Todos esses elementos podem ser lidos e interpretados.

Uma criança diante de um fóssil pode não conseguir ler a informação escrita na placa, mas pode observar a peça, perceber suas características, perguntar o que é, formular hipóteses e construir uma narrativa.

Essa compreensão amplia o papel da escola e do professor: promover experiências nas quais a criança tenha contato com múltiplas linguagens e diferentes formas de representação da realidade.

A visita, portanto, dialoga diretamente com a concepção de leitura de mundo presente na formação do LEEI.

 6. O desafio de aproximar conceitos científicos das crianças pequenas

A exposição também provocou reflexões sobre o desafio de trabalhar conceitos científicos complexos com crianças pequenas.

Informações relacionadas a milhões de anos, evolução dos organismos, mudanças geológicas ou formação de ambientes exigem níveis de abstração que não podem simplesmente ser transpostos para a Educação Infantil da mesma maneira como são apresentados a estudantes maiores.

Entretanto, isso não significa que esses temas devam ser afastados das crianças.

O caminho pedagógico pode estar na experiência concreta.

Em vez de explicar detalhadamente o tempo geológico, por exemplo, o professor pode partir da pergunta:

“O que será que existia neste lugar há muito, muito tempo?”

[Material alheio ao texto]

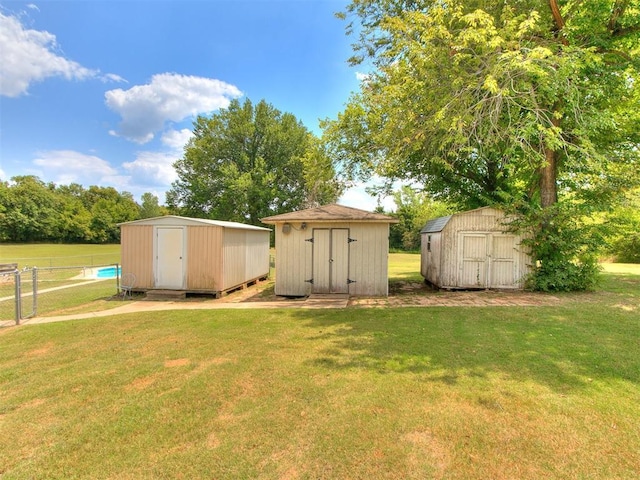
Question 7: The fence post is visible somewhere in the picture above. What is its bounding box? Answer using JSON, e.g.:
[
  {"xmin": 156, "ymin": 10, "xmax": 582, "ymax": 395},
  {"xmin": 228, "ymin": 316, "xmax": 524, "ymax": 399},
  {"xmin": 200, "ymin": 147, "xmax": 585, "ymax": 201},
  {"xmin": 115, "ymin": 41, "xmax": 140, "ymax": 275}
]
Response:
[
  {"xmin": 31, "ymin": 267, "xmax": 38, "ymax": 317},
  {"xmin": 13, "ymin": 268, "xmax": 22, "ymax": 325}
]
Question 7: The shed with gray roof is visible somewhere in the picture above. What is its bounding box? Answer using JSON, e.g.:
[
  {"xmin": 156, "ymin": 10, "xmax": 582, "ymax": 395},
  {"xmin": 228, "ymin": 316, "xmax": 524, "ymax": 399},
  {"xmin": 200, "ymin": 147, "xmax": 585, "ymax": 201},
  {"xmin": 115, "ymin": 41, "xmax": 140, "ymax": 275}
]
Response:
[
  {"xmin": 262, "ymin": 204, "xmax": 397, "ymax": 297},
  {"xmin": 420, "ymin": 207, "xmax": 531, "ymax": 289},
  {"xmin": 120, "ymin": 215, "xmax": 271, "ymax": 296}
]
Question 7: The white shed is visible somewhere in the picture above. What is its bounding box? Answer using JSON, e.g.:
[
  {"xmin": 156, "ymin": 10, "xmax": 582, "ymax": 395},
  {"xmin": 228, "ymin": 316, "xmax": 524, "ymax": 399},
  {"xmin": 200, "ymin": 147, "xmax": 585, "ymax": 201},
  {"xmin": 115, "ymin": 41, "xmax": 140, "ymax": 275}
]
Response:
[
  {"xmin": 120, "ymin": 215, "xmax": 271, "ymax": 295},
  {"xmin": 420, "ymin": 207, "xmax": 531, "ymax": 289},
  {"xmin": 262, "ymin": 204, "xmax": 397, "ymax": 297}
]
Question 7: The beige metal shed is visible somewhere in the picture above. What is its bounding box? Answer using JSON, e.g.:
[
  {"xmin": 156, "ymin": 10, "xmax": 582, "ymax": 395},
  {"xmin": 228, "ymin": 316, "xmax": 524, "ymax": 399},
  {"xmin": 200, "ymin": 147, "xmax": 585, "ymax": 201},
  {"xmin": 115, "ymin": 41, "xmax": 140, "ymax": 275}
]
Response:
[
  {"xmin": 119, "ymin": 215, "xmax": 270, "ymax": 295},
  {"xmin": 262, "ymin": 204, "xmax": 397, "ymax": 296},
  {"xmin": 420, "ymin": 207, "xmax": 531, "ymax": 289}
]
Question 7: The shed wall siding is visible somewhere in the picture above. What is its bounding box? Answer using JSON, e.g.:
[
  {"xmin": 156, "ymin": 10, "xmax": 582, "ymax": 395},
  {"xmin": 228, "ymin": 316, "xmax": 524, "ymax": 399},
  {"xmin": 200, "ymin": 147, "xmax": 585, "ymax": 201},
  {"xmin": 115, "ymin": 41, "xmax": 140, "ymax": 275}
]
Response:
[
  {"xmin": 186, "ymin": 226, "xmax": 223, "ymax": 292},
  {"xmin": 120, "ymin": 225, "xmax": 153, "ymax": 289},
  {"xmin": 245, "ymin": 230, "xmax": 271, "ymax": 281},
  {"xmin": 275, "ymin": 222, "xmax": 389, "ymax": 296},
  {"xmin": 420, "ymin": 232, "xmax": 442, "ymax": 285},
  {"xmin": 275, "ymin": 223, "xmax": 313, "ymax": 296},
  {"xmin": 222, "ymin": 229, "xmax": 247, "ymax": 290},
  {"xmin": 436, "ymin": 208, "xmax": 530, "ymax": 288}
]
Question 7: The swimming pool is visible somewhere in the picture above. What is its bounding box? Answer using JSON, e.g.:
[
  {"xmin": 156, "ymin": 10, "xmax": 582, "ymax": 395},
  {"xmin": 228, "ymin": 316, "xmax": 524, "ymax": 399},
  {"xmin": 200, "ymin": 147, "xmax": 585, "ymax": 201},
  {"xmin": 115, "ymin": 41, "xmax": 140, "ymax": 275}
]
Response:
[{"xmin": 96, "ymin": 267, "xmax": 120, "ymax": 278}]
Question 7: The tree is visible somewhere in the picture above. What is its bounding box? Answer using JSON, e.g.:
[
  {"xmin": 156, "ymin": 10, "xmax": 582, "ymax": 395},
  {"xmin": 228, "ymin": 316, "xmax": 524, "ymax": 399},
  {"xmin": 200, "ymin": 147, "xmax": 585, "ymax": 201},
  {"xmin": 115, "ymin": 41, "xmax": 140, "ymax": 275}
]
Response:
[
  {"xmin": 0, "ymin": 175, "xmax": 60, "ymax": 242},
  {"xmin": 389, "ymin": 185, "xmax": 454, "ymax": 250},
  {"xmin": 167, "ymin": 100, "xmax": 342, "ymax": 225},
  {"xmin": 326, "ymin": 0, "xmax": 640, "ymax": 288},
  {"xmin": 138, "ymin": 192, "xmax": 167, "ymax": 218}
]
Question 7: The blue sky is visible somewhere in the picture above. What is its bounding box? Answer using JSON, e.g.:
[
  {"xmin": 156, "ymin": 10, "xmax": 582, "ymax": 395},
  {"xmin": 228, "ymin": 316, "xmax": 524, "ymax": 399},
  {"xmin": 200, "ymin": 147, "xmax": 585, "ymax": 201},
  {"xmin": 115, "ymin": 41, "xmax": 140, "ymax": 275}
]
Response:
[{"xmin": 0, "ymin": 0, "xmax": 392, "ymax": 210}]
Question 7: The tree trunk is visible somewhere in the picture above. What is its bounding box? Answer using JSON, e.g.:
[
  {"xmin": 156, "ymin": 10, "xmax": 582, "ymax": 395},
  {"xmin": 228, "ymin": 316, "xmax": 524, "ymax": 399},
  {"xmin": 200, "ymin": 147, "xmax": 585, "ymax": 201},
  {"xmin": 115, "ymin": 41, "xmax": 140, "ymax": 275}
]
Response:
[{"xmin": 540, "ymin": 147, "xmax": 558, "ymax": 208}]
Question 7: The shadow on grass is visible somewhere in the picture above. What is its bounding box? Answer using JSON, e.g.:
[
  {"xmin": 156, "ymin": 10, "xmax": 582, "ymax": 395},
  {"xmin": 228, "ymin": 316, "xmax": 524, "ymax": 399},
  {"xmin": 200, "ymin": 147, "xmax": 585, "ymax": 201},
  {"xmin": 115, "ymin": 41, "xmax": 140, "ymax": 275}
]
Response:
[{"xmin": 295, "ymin": 305, "xmax": 640, "ymax": 392}]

A partir daí, podem surgir histórias, desenhos, pesquisas, observações, comparações e novas perguntas.

A criança não precisa dominar o conceito científico para começar a construir uma relação significativa com ele.

7. Museu, escola e currículo

Durante a visita, também foi apresentada a relação estabelecida pelo museu com as escolas.

O espaço recebe estudantes de diferentes idades e procura adaptar sua linguagem às características dos grupos visitantes. Para estudantes maiores, determinados conteúdos podem ser aprofundados e relacionados a conhecimentos curriculares específicos. Para crianças menores, a experiência tende a valorizar elementos concretos, visuais, narrativos e interativos.

Essa diferenciação demonstra a importância da mediação pedagógica.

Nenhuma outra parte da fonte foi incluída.